Aisling came tripping out of Great Clips, handbag dangling on her arm, and I saw her give the cart guy a narrow-eyed look as he passed by her with a friendly nod and pushing yet another balky line of grocery carts. "What is his deal?" she asked, climbing into the van.

Cart Guy started lugubriously bawling out "Eleanor Rigby."

"I don't know," I mused. "He either really likes the Beatles and is a harmless eccentric who enjoys singing...."

"Or maybe just a big weirdo?"


"'Zoupy-zoupy zoupy'?"

"Violins," I explained. "He does the instrumental background solos."

"Oh." Aisling pursed her lips. "What about that other guy? Over on the other side of town, the one who stands on the sidewalk outside Radio Shack and the Hallmark store and plays the oboe?"

I'm rather fond of the Oboe Man and like to throw a couple of dollars in his basket (oboe cases aren't very big) when we're in the area. "He's a busker," I said. "Someone who plays impromptu gigs in different parts of the city for money." We pulled out of the parking lot onto the highway, leaving the singing behind.

"Okay, please don't say the word 'gigs," she admonished me, a pained expression on her face. "Is that guy a busker?
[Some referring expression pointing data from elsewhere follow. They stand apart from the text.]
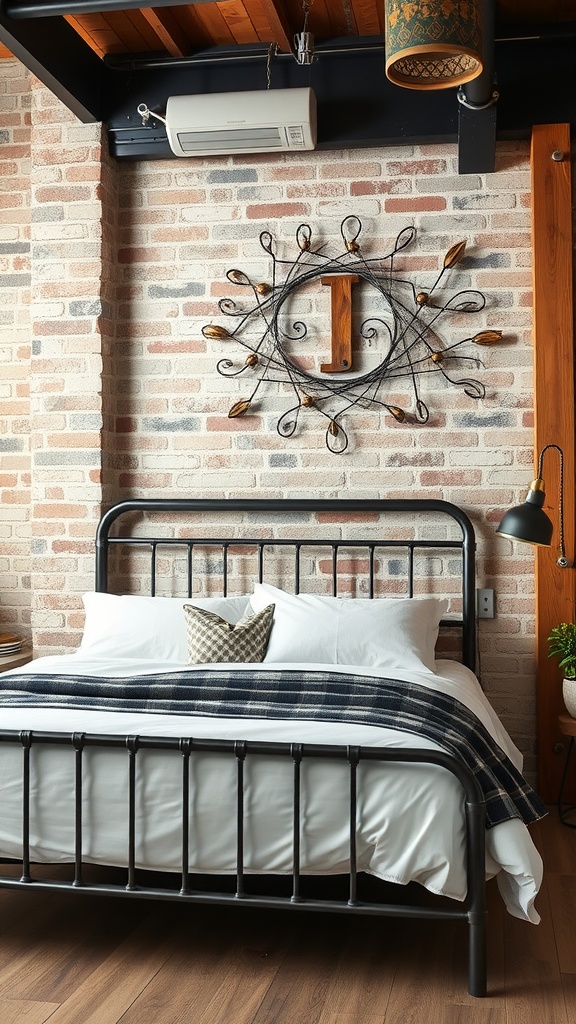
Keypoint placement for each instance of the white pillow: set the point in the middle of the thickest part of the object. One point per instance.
(150, 628)
(383, 633)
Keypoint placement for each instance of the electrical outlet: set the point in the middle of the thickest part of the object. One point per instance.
(485, 603)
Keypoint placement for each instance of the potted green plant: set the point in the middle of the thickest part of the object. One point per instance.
(562, 644)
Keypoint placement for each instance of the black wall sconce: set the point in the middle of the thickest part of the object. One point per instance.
(528, 522)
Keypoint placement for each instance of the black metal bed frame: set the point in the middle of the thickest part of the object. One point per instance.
(471, 910)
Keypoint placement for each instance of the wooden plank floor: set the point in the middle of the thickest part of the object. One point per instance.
(72, 960)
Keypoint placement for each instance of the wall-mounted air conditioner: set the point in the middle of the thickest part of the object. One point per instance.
(228, 123)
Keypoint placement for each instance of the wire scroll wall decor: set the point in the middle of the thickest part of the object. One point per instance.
(403, 329)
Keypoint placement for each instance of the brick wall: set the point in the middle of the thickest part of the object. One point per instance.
(128, 264)
(15, 341)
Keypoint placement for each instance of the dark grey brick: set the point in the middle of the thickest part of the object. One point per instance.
(238, 174)
(284, 460)
(68, 458)
(14, 247)
(14, 280)
(160, 425)
(479, 262)
(86, 307)
(47, 213)
(490, 420)
(183, 291)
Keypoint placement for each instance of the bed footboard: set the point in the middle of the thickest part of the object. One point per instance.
(245, 891)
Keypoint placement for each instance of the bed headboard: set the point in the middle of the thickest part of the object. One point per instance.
(375, 529)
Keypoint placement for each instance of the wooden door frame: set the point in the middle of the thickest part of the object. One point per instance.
(554, 422)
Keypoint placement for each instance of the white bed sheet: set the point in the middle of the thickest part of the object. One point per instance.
(410, 816)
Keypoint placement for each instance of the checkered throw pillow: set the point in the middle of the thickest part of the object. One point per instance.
(212, 639)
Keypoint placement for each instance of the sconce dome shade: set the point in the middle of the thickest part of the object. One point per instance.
(436, 44)
(528, 522)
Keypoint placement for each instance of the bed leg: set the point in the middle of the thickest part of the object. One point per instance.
(477, 954)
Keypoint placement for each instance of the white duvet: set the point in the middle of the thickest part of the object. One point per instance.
(410, 816)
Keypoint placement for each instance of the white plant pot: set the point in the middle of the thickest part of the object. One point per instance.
(569, 694)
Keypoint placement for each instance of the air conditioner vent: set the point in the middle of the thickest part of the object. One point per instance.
(224, 123)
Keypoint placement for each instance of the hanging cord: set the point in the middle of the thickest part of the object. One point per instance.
(563, 560)
(303, 41)
(146, 114)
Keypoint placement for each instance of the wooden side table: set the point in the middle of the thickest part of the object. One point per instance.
(14, 660)
(567, 726)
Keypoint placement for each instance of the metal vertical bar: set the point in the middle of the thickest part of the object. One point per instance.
(476, 861)
(78, 743)
(240, 752)
(411, 570)
(26, 740)
(296, 752)
(153, 569)
(260, 562)
(190, 569)
(132, 748)
(224, 567)
(297, 568)
(371, 570)
(186, 748)
(354, 758)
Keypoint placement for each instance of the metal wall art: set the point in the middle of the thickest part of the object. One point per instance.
(399, 336)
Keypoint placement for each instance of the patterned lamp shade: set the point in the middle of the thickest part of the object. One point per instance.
(433, 44)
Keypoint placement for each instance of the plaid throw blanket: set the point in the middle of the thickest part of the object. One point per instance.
(300, 694)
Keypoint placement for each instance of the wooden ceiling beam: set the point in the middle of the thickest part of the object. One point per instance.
(554, 422)
(24, 9)
(169, 33)
(282, 31)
Because he doesn't seem to have a basket or a tip jar or a hat to pass."

"I believe he is just free entertainment," I said. "I wonder if he likes the music of Johnny Cash? We could come back with a picnic and sit on that little grassy hill by the bank. It would be a lot cheaper than Symphony on the Prairie. We could even help out by providing backup vocals and instrumentals."
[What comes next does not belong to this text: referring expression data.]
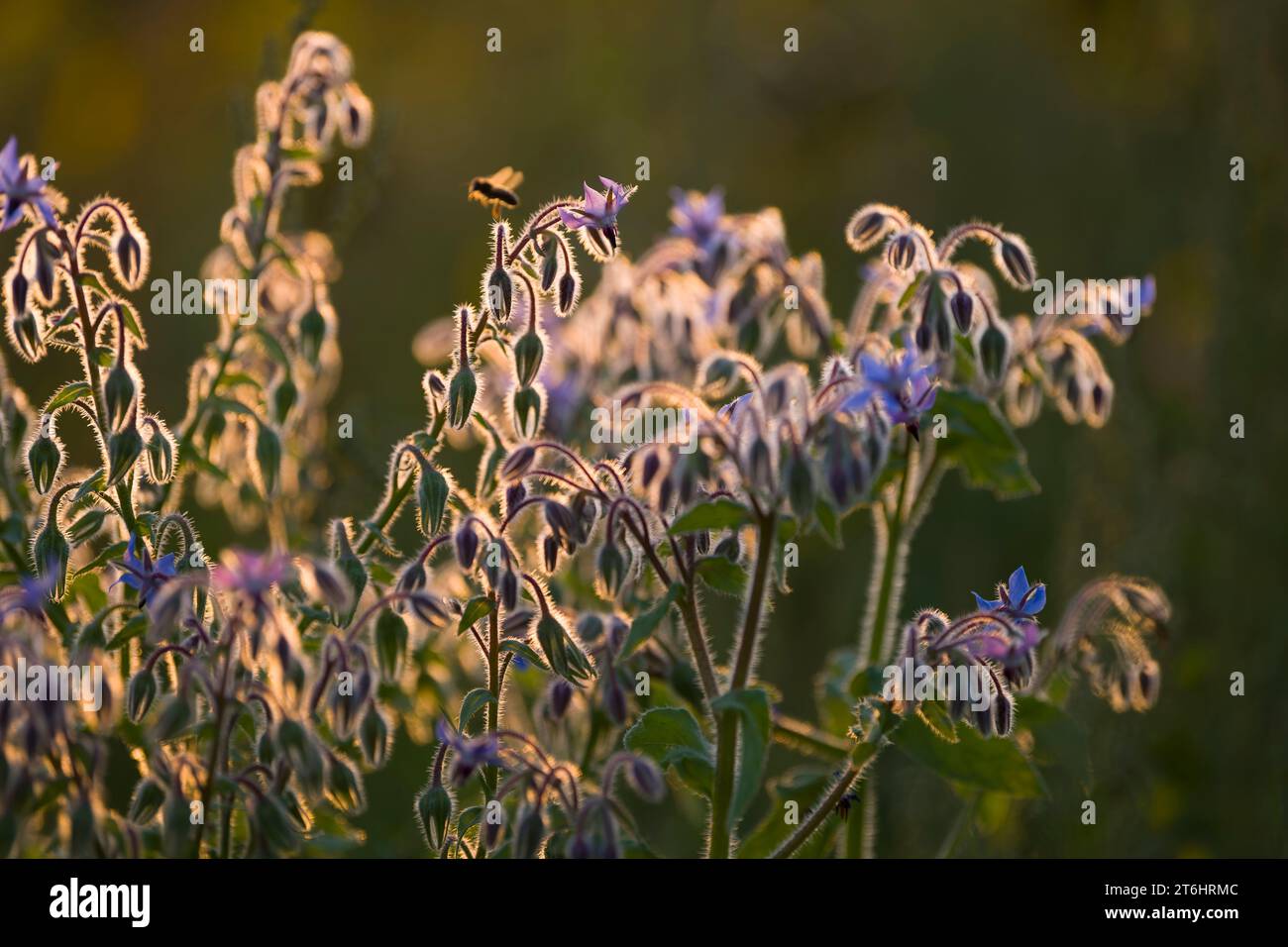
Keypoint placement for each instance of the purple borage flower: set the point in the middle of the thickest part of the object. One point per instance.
(20, 189)
(1017, 596)
(252, 574)
(903, 388)
(141, 573)
(596, 217)
(697, 215)
(1020, 602)
(30, 595)
(469, 753)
"Don't even think about it."

"WE GOT MARRIED IN A FEVER! HOTTER THAN A PEPPER SPROUT!!!" I warbled at the top of my voice, throwing my head back and abandoning myself to the persona of a harmless eccentric. Only I could bring a basket for people to throw money in, maybe the Longaberger Medium Market basket with the swinging handles my mom bought me when I was expecting Meelyn.

"STOPPIT!!!" screeched Aisling, mindful of her teenage dignity, even rolling along a state highway in the van with the tinted windows shut tight. "YOU'RE ALREADY WEIRD ENOUGH WITHOUT THE SINGING!"

Hmph. What does she know?

Probably a lot.

1 comment:

lexi said...

Now if he sang "I am the Walrus," coo coo ca choo!